I get that certain games like Journey are hard to place in a genre because they are almost in their own genre or something. Well, if you feel it deserves it, just create a new genre to describe the type of experience the game gives you, and have it win that genre! Journey does seem like a new type of game and there's nothing wrong with recognizing that, just like "MOBA"s are their own genre. There are lots of mini-genres that should get more recognition, like my current favorite type of game is "multiplayer simulation" (World of tanks and Mechwarrior Online). I have had more fun playing these games than just about anything else this year, and its mostly because I just like this TYPE of game. They feel way more complex and tactical than the typical multiplayer shooter.

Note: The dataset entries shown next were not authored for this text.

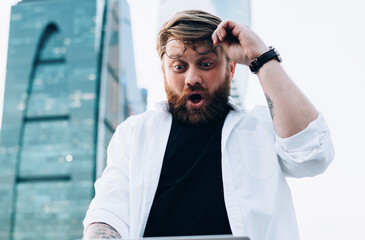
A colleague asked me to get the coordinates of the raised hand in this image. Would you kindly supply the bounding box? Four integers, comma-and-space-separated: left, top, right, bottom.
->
211, 20, 269, 66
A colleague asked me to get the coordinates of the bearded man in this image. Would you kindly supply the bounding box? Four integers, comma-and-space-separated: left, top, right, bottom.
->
83, 10, 334, 240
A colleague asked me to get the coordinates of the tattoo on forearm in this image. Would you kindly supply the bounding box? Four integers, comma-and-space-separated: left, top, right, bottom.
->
265, 93, 274, 119
84, 223, 122, 239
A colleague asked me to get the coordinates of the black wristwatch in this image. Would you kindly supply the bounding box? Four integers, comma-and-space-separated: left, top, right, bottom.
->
249, 46, 282, 74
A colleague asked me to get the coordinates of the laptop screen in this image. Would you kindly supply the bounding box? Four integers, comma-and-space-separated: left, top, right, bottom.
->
141, 235, 250, 240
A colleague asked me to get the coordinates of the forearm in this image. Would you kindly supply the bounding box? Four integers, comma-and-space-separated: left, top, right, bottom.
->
83, 222, 122, 239
257, 60, 318, 138
212, 20, 319, 137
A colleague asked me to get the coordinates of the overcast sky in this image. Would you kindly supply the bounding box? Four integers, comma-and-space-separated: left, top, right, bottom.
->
1, 0, 365, 239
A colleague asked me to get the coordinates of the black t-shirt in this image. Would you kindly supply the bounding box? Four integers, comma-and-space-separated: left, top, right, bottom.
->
143, 116, 232, 237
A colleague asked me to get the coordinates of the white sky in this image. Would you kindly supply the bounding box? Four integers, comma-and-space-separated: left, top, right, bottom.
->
1, 0, 365, 239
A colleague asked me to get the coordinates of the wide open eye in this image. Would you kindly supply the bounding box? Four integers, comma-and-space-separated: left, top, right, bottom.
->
201, 61, 213, 69
173, 63, 185, 71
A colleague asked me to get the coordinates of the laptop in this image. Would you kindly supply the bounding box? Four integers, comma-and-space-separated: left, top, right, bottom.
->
141, 235, 250, 240
76, 234, 250, 240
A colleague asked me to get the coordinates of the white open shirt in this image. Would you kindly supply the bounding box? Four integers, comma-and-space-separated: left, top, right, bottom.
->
83, 102, 335, 240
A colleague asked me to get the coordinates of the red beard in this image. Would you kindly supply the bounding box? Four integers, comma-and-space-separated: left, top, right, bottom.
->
165, 76, 231, 126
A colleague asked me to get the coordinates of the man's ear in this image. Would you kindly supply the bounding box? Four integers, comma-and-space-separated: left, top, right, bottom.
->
161, 58, 166, 75
229, 60, 237, 80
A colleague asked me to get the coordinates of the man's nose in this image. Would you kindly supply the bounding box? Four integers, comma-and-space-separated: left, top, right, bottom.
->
185, 66, 202, 86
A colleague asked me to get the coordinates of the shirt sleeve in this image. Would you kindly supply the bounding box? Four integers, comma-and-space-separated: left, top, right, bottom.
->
275, 112, 335, 178
82, 118, 133, 239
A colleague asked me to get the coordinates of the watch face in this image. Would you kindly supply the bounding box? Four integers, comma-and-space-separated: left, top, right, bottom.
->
274, 49, 282, 62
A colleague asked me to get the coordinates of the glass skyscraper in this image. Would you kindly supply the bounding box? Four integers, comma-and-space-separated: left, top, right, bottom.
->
0, 0, 145, 239
157, 0, 251, 107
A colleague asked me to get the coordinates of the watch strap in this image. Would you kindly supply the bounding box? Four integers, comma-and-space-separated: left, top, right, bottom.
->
249, 46, 282, 74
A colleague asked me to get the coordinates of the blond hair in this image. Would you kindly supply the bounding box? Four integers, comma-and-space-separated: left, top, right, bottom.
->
156, 10, 222, 59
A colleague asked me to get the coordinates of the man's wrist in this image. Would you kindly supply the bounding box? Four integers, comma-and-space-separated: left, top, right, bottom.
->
249, 46, 282, 74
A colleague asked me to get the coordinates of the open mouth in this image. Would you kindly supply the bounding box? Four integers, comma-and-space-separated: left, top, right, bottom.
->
189, 93, 203, 103
186, 91, 205, 109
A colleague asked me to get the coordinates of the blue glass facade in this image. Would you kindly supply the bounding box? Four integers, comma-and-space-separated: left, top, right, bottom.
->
0, 0, 145, 239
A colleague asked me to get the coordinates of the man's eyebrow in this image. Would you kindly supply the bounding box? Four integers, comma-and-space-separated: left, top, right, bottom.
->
212, 47, 218, 55
212, 44, 225, 54
196, 53, 219, 62
211, 46, 226, 57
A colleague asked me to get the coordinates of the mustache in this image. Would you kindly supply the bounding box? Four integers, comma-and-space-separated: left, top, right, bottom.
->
186, 84, 205, 91
181, 84, 207, 98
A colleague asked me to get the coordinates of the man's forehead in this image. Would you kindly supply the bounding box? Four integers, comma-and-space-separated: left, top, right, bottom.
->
166, 37, 225, 57
166, 36, 212, 43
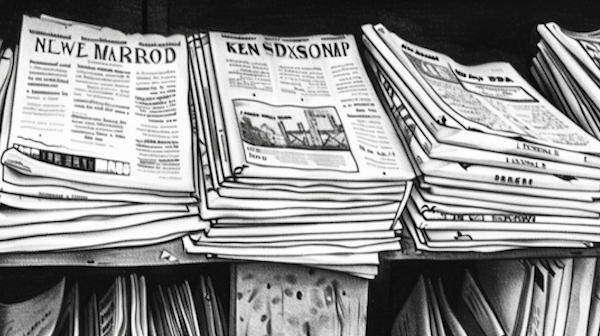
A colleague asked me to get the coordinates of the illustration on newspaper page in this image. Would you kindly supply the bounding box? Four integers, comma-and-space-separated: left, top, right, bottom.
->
234, 100, 355, 171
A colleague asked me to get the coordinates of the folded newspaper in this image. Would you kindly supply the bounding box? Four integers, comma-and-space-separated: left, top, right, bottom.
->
362, 23, 600, 253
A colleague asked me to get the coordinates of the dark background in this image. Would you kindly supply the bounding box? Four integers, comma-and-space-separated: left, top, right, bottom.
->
0, 0, 599, 81
0, 0, 599, 335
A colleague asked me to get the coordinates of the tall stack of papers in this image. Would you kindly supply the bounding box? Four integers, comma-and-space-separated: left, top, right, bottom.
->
183, 31, 415, 278
362, 23, 600, 253
0, 16, 209, 252
533, 23, 600, 138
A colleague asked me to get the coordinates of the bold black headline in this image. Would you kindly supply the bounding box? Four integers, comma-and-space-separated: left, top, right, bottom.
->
34, 37, 177, 64
226, 41, 351, 59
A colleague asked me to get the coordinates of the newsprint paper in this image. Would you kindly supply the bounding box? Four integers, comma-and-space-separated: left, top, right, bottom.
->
2, 16, 194, 192
204, 31, 414, 182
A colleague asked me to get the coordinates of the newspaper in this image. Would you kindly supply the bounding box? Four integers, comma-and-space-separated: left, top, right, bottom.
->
416, 186, 598, 218
401, 211, 589, 253
534, 42, 600, 137
363, 35, 600, 180
535, 24, 600, 137
98, 277, 126, 336
411, 190, 600, 226
183, 235, 401, 256
1, 16, 194, 192
187, 32, 411, 225
362, 23, 600, 254
0, 63, 194, 203
195, 230, 394, 243
362, 24, 600, 168
407, 198, 600, 241
206, 31, 413, 181
366, 50, 600, 192
220, 252, 380, 266
0, 214, 203, 253
420, 181, 600, 213
423, 176, 600, 202
0, 207, 197, 242
190, 30, 413, 268
0, 202, 192, 226
206, 219, 399, 236
190, 33, 408, 194
541, 22, 600, 84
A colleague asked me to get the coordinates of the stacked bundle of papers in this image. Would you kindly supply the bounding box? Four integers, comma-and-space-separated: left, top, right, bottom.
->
362, 23, 600, 253
533, 23, 600, 138
0, 16, 207, 252
183, 31, 415, 278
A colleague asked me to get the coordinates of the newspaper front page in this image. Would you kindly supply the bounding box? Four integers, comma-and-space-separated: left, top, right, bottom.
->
0, 46, 194, 203
363, 24, 600, 170
2, 16, 194, 191
189, 59, 403, 220
366, 52, 600, 192
207, 31, 414, 181
363, 30, 600, 180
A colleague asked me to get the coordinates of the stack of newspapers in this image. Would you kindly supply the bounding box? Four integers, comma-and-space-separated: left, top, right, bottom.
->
533, 22, 600, 138
362, 23, 600, 253
183, 32, 415, 277
0, 15, 415, 276
0, 16, 206, 252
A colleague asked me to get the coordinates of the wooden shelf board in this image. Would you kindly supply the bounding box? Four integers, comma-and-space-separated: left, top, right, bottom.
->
382, 247, 600, 261
2, 236, 599, 266
0, 239, 221, 267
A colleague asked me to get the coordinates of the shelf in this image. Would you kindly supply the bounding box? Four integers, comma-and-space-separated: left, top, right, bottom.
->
0, 3, 599, 336
2, 0, 600, 267
382, 248, 600, 262
0, 239, 220, 267
381, 230, 600, 261
3, 235, 597, 266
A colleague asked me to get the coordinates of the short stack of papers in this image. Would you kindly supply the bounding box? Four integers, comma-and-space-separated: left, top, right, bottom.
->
362, 23, 600, 253
183, 31, 415, 278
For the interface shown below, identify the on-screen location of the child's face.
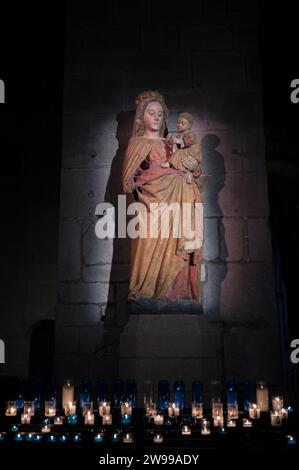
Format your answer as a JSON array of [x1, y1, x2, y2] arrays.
[[177, 118, 191, 133]]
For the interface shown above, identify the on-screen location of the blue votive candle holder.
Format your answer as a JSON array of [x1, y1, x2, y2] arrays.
[[48, 435, 57, 443], [121, 413, 131, 425], [94, 433, 104, 443], [67, 414, 78, 425], [14, 433, 23, 442]]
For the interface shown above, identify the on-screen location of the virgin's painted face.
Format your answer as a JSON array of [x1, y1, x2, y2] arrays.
[[143, 101, 163, 133]]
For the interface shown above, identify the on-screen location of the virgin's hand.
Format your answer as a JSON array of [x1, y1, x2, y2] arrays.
[[181, 155, 198, 171]]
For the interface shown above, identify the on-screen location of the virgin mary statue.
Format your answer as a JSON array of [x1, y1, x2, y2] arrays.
[[122, 91, 203, 306]]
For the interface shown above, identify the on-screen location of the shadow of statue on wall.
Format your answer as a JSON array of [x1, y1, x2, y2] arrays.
[[201, 133, 228, 318], [91, 110, 134, 376]]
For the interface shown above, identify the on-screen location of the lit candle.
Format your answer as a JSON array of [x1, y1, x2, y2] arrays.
[[23, 401, 35, 416], [121, 413, 131, 425], [5, 401, 17, 416], [145, 403, 157, 417], [120, 401, 132, 416], [212, 403, 223, 419], [256, 382, 269, 412], [82, 401, 93, 416], [112, 432, 120, 443], [213, 415, 224, 427], [62, 380, 74, 409], [25, 433, 34, 442], [168, 403, 180, 417], [227, 404, 238, 419], [280, 408, 288, 419], [272, 396, 283, 412], [102, 414, 112, 425], [248, 403, 261, 419], [153, 433, 163, 443], [41, 425, 51, 433], [44, 400, 56, 417], [21, 414, 31, 424], [181, 425, 191, 435], [14, 433, 23, 442], [54, 416, 64, 425], [94, 433, 104, 443], [84, 411, 95, 425], [65, 401, 76, 415], [286, 434, 296, 445], [123, 433, 133, 443], [242, 419, 252, 427], [48, 435, 56, 443], [191, 403, 203, 419], [154, 414, 164, 425], [227, 419, 236, 427], [270, 411, 282, 427], [201, 419, 211, 435], [99, 401, 111, 417]]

The other ways of doing it are strange. Basically any categorization where you add caveats doesn't make sense to me:
"Its really good...for a $25 game."
"Its really good...for an Xbox game."
"Its really good...for a downloadable game."
Price point? GOTY isn't about value for dollar, its about the BEST. Platform? Many hardcore gamers own more than one platform. I bought a PS3 specifically to play Uncharted, again based on GOTY discussions.
Genre isn't a caveat. You wouldn't say "Skyrim is really good...for an RPG". Gamers prefer certain genres, gamers get in the mood for a certain genre. I don't think gamers get in the mood for a game of a certain price point "I feel like playing a $10 game today!" or certain platform, except to the degree that those things actually refer to genres/styles of games like "I'd like to play a Kinect game" or "I'd like to play an artistic platformer (i.e. downloadable game)."